M. Balzano, Resto qui, Einaudi 2018


Marco Balzano
È nato a Milano nel 1978. Oltre a saggi e raccolte di poesie ha scritto quattro romanzi. Per Sellerio ha pubblicato Il figlio del figlio (premio Corrado Alvaro), Pronti a tutte le partenze (Premio Flaiano), L’ultimo arrivato (Premio Volponi e Premio Campiello). Per Einaudi è uscito nel 2018 Resto qui (premio Brignetti-Isola d’Elba, premio Viadana, premio Dolomiti-Unesco, premio Asti Corte d’Appello, premio Minerva e finalista al premio Strega). I suoi libri sono tradotti in dieci paesi. Collabora saltuariamente con le pagine culturali del Corriere della Sera e la Repubblica. 
 
Federica Fracassi
Interprete sensibile alle nuove drammaturgie, votata alle scritture più visionarie, feroci, poetiche degli ultimi anni, fin dagli esordi disegna un percorso indipendente nel panorama del teatro di ricerca. Si forma giovanissima alla Scuola d'Arte Drammatica Paolo Grassi e segue il lavoro di Carmelo Bene, Luca Ronconi, Thierry Salmon, Romeo Castellucci, Cesare Ronconi.
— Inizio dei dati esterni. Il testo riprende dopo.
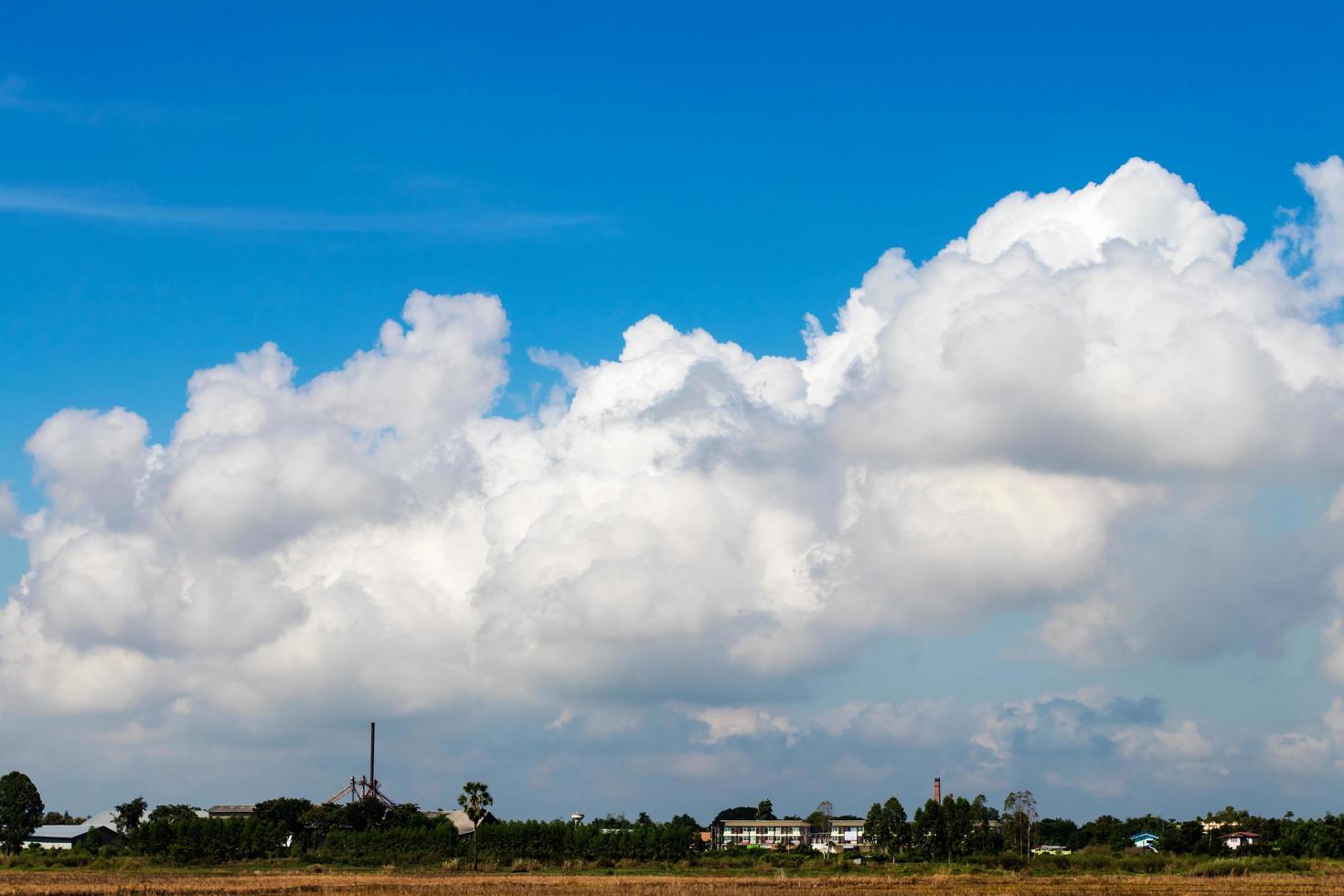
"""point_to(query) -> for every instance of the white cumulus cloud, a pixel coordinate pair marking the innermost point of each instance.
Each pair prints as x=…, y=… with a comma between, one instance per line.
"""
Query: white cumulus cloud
x=1050, y=415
Fonda insieme al regista teatrale Renzo Martinelli la compagnia Teatro Aperto, oggi Teatro i, che gestisce l’omonimo spazio a Milano, una vera e propria factory del teatro contemporaneo. In teatro ha lavorato tra gli altri con Valerio Binasco, Valter Malosti, Antonio Latella, Luca Micheletti, Sonia Bergamasco e ha ricevuto numerosi premi come miglior attrice protagonista. Al cinema esordisce nel 2010 in Happy Family di Gabriele Salvatores, a cui seguono molte altre interpretazioni per registi come Marco Bellocchio, Paolo Virzì, Francesca Archibugi, Carlo Verdone. È ideatrice e autrice, insieme alla fotografa Valentina Tamborra, del progetto Nient’altro che finzioni, dove scrive una drammaturgia parallela sulle tracce di Ibsen, già esposta a Milano nei più importanti Festival fotografici.